Breast cancer is the most common diagnosed non-cutaneous cancer in women worldwide. Estrogen receptor (ER) is expressed over 70% of cases. Endocrine therapy is the mainstay treatment for ER+ breast cancer, and tamoxifen and fulvestrant are the most common used drugs that target ER. However, 20-30% of these patients have cancer recurrence within 10 years after initial diagnosis, highlighting the unmet need to overcome endocrine resistance for this largest population of breast cancer. Glycosylation is a post-translational modification of cell-surface and soluble proteins. Abnormal glycosylation has been implicated in tumor malignancy, progression, and therapeutic resistance in multiple cancer types. However, the specific glycosylation alterations associated with endocrine-resistant breast cancer remain largely unexplored. The objective of this study is to characterize cell-surface glycosylation patterns and underlying glycoproteins associated with endocrine resistance in ER+ breast cancer.
METHODS:
An endocrine resistance model including MCF10A (non-tumorigenic), MCF7 (endocrine-sensitive and tumorigenic), and LCC9 (derived from MCF7 with dual resistance to tamoxifen and fulvestrant) breast cell lines were employed. Cell proliferation assays, RT-qPCR, and Western blotting under different drug treatments were performed to examine their estrogen and drug response phenotypes. Cell-surface glycosylation was analyzed by flow cytometry (FC) using two orthogonal strategies: 1) lectin affinity staining for linkage-specific sialic acid and complex N-glycan epitopes; and 2) metabolic labeling and copper-free click chemistry (N-azidoacetylmannosamine ManNAz and DBCO-Biotin) for nascent sialic acid content. Correspondingly, the expression of underlying glycoprotein carriers was compared by lection blotting of cellular membrane fractions and Western blotting of metabolic labelled/clicked samples.
RESULTS:
Cell proliferation assays, RT-qPCR, and Western blotting confirmed different status in estrogen dependence, expression of ERalpha and estrogen-induced protein (pS2), and tamoxifen/fulvestrant sensitivity among three cell lines.
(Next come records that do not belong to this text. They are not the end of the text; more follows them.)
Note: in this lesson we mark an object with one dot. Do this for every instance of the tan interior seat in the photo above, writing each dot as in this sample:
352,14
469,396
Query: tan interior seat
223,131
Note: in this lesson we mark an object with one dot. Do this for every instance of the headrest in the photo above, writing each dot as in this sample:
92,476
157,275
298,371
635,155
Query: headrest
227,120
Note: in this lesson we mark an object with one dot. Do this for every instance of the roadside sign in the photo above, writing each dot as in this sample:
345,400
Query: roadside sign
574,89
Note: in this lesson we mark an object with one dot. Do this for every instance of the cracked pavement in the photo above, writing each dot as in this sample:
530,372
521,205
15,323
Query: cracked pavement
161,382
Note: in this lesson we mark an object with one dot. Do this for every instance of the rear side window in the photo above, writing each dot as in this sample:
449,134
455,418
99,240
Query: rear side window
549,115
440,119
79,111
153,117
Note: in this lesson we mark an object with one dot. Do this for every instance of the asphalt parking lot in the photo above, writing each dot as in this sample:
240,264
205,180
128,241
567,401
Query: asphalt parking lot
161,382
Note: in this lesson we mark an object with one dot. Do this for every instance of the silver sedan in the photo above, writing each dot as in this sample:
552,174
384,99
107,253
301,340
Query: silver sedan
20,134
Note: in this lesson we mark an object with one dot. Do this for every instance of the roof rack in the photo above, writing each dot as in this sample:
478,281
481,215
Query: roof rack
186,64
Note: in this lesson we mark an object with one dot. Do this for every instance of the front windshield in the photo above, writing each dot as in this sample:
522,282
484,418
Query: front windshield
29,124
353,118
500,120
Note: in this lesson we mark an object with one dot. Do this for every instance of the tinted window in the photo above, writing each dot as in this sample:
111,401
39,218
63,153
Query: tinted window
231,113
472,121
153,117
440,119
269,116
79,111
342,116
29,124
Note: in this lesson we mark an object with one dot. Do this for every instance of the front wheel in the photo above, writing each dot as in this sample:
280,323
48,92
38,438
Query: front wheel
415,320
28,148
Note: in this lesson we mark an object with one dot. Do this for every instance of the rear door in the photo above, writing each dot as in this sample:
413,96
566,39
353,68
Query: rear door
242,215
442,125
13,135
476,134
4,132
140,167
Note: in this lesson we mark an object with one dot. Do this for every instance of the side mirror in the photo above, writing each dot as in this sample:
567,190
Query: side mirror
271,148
FC quantitation of cell-surface lectins recognizing linkage-specific sialoglycans and complex N-glycans revealed significantly reduced cell-surface α(2,6)- and α(2,3)- sialylation, as well as bisecting/β1,6-branched N-glycosylation in LCC9 cells compared to MCF10A and/or MCF7 cells. The alternation in sialylation was further supported by decreased metabolic labelled signal in LCC9 cells. Moreover, these glycosylation changes are reciprocated on the cell-surface glycoproteins discerned by the combination of acetone precipitation and lectin/Western blotting, suggesting the glycoproteins are main players responsible for altered glycosylation.
CONCLUSION:
The present work shows the correlation of reduction in cell-surface sialylation and complex N-glycosylation with endocrine resistance in ER+ breast cancer. Cell-surface glycoproteins harboring these altered glycans have great potential as biomarkers for monitoring resistance and therapeutic targets for intervention. Specific glycoprotein candidates will be identified and characterized with future profiling and functional studies.